This "UNIQUE_ID" (which is not really unique) is filled by joining the IDs of two other tables. This way, our "materialized view" removes the need of at least three joins when the user searches on our catalog, which improved our query times from ~20 seconds to ~2 seconds.
We don't call sqlite3 API directly on our queries, we have developed a wrapper class around it and we've been using it for at least 2 years now. And it's the first time ever we've been on this situation, but again it's the first time we're handling so much data.
A couple of thoughts:
You're not showing us the creation of any index on FMV_CATALOG. If nothing else, if UNIQUE_ID is, as the name suggests, unique, then I'd be inclined to define the table with a PRIMARY KEY:
CREATE TABLE FMV_CATALOG(
UNIQUE_ID TEXT PRIMARY KEY,
PRODUCT_ID INTEGER,
<bunch of metadata/filtered columns - total of 20 columns>
);
You should try using the SQLite EXPLAIN QUERY PLAN command to look at the query and look at its plan and make sure it's availing itself of your index. Do this as it is, and then again with PRIMARY KEY (and perhaps if that still doesn't do it, an index on the fields in your WHERE clause), and make sure the final query is definitely using your index.

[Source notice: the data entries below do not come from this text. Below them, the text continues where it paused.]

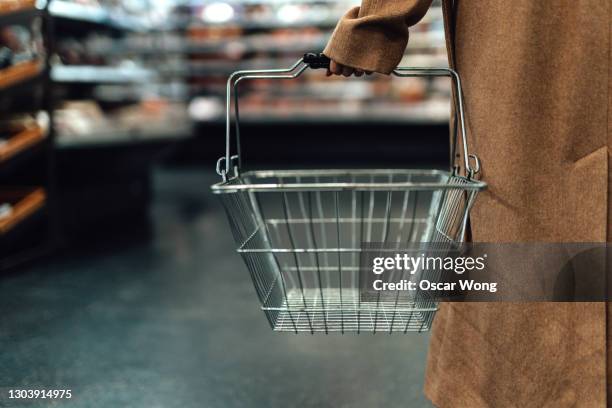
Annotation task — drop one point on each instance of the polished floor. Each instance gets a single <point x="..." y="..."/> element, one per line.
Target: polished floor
<point x="171" y="320"/>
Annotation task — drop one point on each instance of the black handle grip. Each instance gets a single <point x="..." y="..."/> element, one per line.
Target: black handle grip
<point x="316" y="60"/>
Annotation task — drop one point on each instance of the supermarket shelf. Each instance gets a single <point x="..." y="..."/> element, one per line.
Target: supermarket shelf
<point x="25" y="204"/>
<point x="273" y="24"/>
<point x="123" y="137"/>
<point x="21" y="142"/>
<point x="19" y="73"/>
<point x="410" y="118"/>
<point x="15" y="12"/>
<point x="100" y="74"/>
<point x="95" y="15"/>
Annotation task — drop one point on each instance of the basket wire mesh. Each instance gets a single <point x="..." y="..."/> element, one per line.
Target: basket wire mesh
<point x="303" y="234"/>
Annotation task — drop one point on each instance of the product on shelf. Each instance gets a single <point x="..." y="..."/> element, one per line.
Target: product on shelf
<point x="230" y="35"/>
<point x="18" y="205"/>
<point x="21" y="43"/>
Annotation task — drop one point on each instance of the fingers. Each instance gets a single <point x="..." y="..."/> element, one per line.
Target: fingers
<point x="335" y="68"/>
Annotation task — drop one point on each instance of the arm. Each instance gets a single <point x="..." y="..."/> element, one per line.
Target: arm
<point x="373" y="37"/>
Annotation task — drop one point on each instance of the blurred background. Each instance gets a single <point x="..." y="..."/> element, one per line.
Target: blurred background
<point x="118" y="272"/>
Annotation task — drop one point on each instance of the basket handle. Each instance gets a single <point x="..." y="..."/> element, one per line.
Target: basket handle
<point x="229" y="164"/>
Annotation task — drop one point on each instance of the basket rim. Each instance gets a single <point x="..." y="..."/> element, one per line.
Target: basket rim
<point x="226" y="187"/>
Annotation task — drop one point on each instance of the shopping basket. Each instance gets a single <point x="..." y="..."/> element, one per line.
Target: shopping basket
<point x="302" y="234"/>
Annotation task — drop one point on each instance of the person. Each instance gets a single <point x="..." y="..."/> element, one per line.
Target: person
<point x="538" y="90"/>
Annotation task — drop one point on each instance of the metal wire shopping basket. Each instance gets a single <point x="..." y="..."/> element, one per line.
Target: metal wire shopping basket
<point x="302" y="233"/>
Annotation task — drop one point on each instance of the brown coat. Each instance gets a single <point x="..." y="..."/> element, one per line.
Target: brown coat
<point x="538" y="93"/>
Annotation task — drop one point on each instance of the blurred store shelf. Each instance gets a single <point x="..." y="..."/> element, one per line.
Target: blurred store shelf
<point x="117" y="137"/>
<point x="20" y="142"/>
<point x="101" y="74"/>
<point x="96" y="15"/>
<point x="19" y="205"/>
<point x="20" y="72"/>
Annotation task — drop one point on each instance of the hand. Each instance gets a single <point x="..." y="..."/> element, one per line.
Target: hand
<point x="335" y="68"/>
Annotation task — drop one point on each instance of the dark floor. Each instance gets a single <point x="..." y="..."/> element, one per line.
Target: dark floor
<point x="172" y="321"/>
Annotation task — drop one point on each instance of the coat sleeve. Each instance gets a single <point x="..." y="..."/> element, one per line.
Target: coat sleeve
<point x="373" y="37"/>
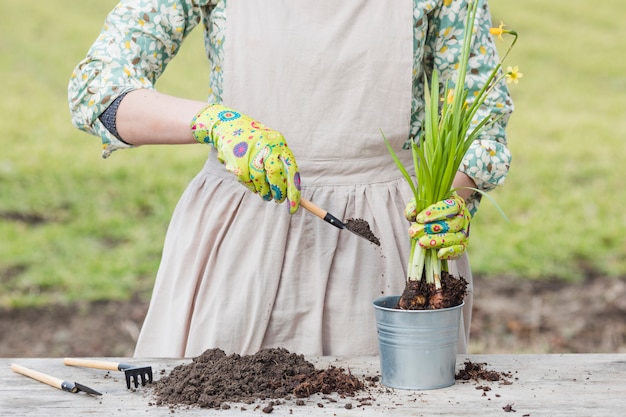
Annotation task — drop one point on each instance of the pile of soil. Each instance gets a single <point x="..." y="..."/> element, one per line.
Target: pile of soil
<point x="362" y="227"/>
<point x="478" y="372"/>
<point x="214" y="379"/>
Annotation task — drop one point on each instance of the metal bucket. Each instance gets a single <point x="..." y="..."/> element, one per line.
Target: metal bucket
<point x="418" y="348"/>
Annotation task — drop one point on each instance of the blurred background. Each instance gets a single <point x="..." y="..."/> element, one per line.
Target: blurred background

I'm not sure why, if you have the unique id, why you're also looking at the other fields. If adding of the primary key (and possibly other index(es)) doesn't solve the problem, I might try just retrieving the record based upon the unique id, and then check for conformance with your other parameters in code. I don't believe you need to do this, but it's a worst case scenario.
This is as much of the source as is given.